Fischer explained that machine learning, when machines have the ability to improve performance over time without human intervention, would need to “see thousands of gains” from trading positions in order to have adequate data to learn, which in itself is a limitation.
Also limited is “deep learning” — essentially teaching computers to learn by example — is very difficult because of the lack of data in financial markets.
For instance, Fischer said that artificial intelligence cannot analyse corporate governance changes in Japan. “That is more than two or three people making decisions, and machines can’t yet figure out the probability of one person making a decision.”
The same goes for analysing the merger of two huge companies. “There are lots of different decision points. You have to read through different people’s minds.”
George Long, chairman and chief investment officer at Lim Advisors, added that machines cannot analyse some markets that have huge inefficiencies.
Long acknowledged that the use of big data — comprehensive data collection and analysis far beyond traditional methods — may work better in certain markets, particularly in developed markets, because of information availability. But big data strategies do not work satisfactorily in other markets such as in Asia.
“There are a lot of embryonic markets like Myanmar, where they are just starting up a stock market. So how do you set up your AI for that? Even in China, there is a lot of big data, but there is friction caused by cross-border restrictions and capital controls.”
Also mentioning Japan, Long said that managers cannot set up a programme to analyse how Japanese companies think.
In spite of the limitations of AI strategies, managers see growing demand for smart beta and factor investing products, which are largely run by machines.
“For our investors now, what they like is the predictability of machine-managed money, but they also like the outperformance that the humans still bring,” Murray Steel, chief operating officer for Asia-Pacific at Man Group, said during the discussion. “So there is a role for both for a very long time.”

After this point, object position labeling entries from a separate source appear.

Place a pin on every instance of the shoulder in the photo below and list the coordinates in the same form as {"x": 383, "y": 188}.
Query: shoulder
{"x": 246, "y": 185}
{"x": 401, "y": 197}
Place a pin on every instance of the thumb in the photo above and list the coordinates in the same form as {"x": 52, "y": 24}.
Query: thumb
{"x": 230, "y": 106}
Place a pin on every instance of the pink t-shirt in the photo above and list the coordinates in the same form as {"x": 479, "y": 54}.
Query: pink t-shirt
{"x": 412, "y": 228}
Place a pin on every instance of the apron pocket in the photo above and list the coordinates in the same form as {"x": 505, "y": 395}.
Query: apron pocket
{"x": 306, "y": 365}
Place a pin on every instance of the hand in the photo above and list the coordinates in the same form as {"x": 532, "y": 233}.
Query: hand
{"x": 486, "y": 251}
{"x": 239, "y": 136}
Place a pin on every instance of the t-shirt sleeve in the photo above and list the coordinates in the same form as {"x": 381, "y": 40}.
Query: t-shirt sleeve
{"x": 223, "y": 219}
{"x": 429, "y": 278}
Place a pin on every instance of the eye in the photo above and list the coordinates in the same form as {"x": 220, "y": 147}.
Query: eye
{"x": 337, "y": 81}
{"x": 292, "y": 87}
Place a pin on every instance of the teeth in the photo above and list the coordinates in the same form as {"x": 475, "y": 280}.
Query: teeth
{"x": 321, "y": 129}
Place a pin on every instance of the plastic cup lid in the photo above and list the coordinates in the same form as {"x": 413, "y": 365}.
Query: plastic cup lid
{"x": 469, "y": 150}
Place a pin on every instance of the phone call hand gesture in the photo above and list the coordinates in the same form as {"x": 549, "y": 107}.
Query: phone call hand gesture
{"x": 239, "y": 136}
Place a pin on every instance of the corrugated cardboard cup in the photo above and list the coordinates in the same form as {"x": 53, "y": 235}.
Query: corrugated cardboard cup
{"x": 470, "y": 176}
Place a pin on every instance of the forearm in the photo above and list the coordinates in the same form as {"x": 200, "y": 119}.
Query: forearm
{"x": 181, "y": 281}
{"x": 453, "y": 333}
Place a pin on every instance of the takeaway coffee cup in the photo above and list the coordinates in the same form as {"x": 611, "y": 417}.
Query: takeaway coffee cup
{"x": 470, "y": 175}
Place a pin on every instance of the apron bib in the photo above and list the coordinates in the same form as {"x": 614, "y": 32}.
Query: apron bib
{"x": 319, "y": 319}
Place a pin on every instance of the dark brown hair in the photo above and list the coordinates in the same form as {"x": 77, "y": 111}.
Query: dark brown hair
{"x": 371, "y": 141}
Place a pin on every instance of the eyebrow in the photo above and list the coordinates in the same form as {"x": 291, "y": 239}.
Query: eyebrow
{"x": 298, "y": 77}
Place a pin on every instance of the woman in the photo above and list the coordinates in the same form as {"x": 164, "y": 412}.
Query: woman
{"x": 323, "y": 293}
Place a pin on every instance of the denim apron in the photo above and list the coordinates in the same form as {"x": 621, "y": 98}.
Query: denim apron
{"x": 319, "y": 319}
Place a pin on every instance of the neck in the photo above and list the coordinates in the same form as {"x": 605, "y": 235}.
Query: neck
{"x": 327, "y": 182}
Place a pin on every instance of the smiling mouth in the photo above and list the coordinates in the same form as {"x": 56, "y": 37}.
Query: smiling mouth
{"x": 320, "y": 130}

In addition, there are some tasks that machines can do better than human beings alone. For example, they are faster in gathering and analysing company earnings revisions and outlooks, Oasis’ Fischer said.
Besides the impact of machines in the hedge fund industry, the panelists also discussed whether succession planning is relevant in the industry and gave views on key man risk — when investors rely too much on one person such as the fund manager.
Man Group’s Steel believes that hedge fund firms should have in place a succession plan.
“This is something that our investors are really focused on. They don’t want to see a key person risk.”
He explained that investors do not like the idea of following a “star manager” or a star analyst. “They value the company, the brand and the infrastructure that comes with that.”
Oasis’ Fischer shares the same sentiment: “It is part of good governance. You want good governance in companies, you would want good governance internally.”
However, Lim Advisors’ Long believes key man risk is misunderstood. When investors buy into a hedge fund, they are buying a manager rather than a platform, he said.